Adam Wyden is a reluctant rebel. He said he had “no interest in engaging in a Wyden-versus-Wyden story,” and was more interested in talking about his Jewish grandfather who cheated on his medical exam to gain the chance to ‘invade Normandy on D-Day and become a decorated war. hero.

He is hardly the only rich person defending the rich fantastically. The billionaire class has long relied on farmers and ranchers to push back efforts to tax more inheritances. This year, the tactic worked to kill a proposal by Mr Biden that would have valued the inherited assets at their original purchase price, not their value at the time of the original owner’s death.

This “increase” in the value of an inherited asset means that its unrealized gains over a lifetime are often never taxed, a boon to wealthy heirs, protected in Washington by those considered politically untouchable. This includes family farmers, who are actually unlikely to be affected given that Democratic proposals include protections for farms, ranches and small businesses.

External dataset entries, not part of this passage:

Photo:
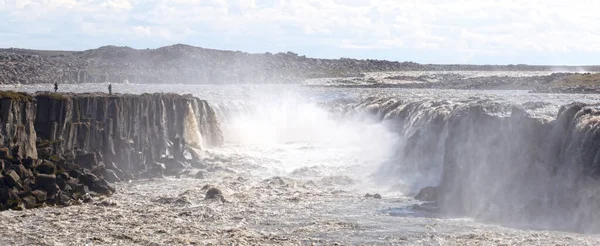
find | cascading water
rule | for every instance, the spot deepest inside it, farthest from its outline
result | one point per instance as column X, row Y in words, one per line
column 297, row 162
column 192, row 131
column 496, row 161
column 299, row 134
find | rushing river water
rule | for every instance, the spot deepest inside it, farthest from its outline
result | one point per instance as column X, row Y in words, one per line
column 295, row 168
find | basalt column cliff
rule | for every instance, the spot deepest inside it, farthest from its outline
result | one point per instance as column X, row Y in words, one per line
column 131, row 133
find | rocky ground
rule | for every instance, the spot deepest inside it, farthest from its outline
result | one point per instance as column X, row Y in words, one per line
column 222, row 204
column 450, row 80
column 187, row 64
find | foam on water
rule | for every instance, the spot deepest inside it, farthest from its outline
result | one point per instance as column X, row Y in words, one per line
column 294, row 168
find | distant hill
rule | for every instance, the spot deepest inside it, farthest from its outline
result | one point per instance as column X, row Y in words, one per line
column 188, row 64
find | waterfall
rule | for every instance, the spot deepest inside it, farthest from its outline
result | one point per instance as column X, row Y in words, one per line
column 192, row 132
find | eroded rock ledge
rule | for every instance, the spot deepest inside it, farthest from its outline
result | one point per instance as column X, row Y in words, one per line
column 59, row 148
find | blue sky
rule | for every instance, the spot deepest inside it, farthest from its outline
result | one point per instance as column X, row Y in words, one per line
column 434, row 31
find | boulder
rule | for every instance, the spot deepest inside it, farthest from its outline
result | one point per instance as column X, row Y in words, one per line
column 4, row 153
column 24, row 172
column 40, row 195
column 102, row 187
column 46, row 167
column 29, row 202
column 12, row 179
column 428, row 194
column 28, row 162
column 88, row 179
column 201, row 174
column 111, row 176
column 88, row 161
column 47, row 182
column 63, row 199
column 75, row 174
column 214, row 193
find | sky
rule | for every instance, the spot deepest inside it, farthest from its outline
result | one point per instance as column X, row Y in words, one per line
column 547, row 32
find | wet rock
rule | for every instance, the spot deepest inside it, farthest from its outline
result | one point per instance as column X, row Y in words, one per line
column 88, row 161
column 275, row 181
column 172, row 163
column 4, row 153
column 214, row 193
column 46, row 167
column 102, row 187
column 88, row 179
column 24, row 172
column 40, row 195
column 47, row 182
column 64, row 199
column 428, row 194
column 179, row 201
column 106, row 203
column 28, row 162
column 201, row 175
column 111, row 176
column 29, row 202
column 12, row 179
column 75, row 173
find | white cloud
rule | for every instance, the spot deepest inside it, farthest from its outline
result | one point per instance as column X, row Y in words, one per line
column 476, row 27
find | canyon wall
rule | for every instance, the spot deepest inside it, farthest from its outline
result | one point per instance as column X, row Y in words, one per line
column 496, row 161
column 133, row 133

Two former Democratic senators from rural states, Max Baucus of Montana and Heidi Heitkamp of North Dakota, lobbied against the Biden proposal and quickly won over Senator Jon Tester, the current Democrat from Montana, who killed him in October on behalf of “our family”. farms, ranches and small businesses.

Senator Wyden insists he is not giving up.

“Next year when people sort this out, after hearing time and time again that billionaires pay little or nothing,” he said, they need to see that changed. He added: “We will stay there.”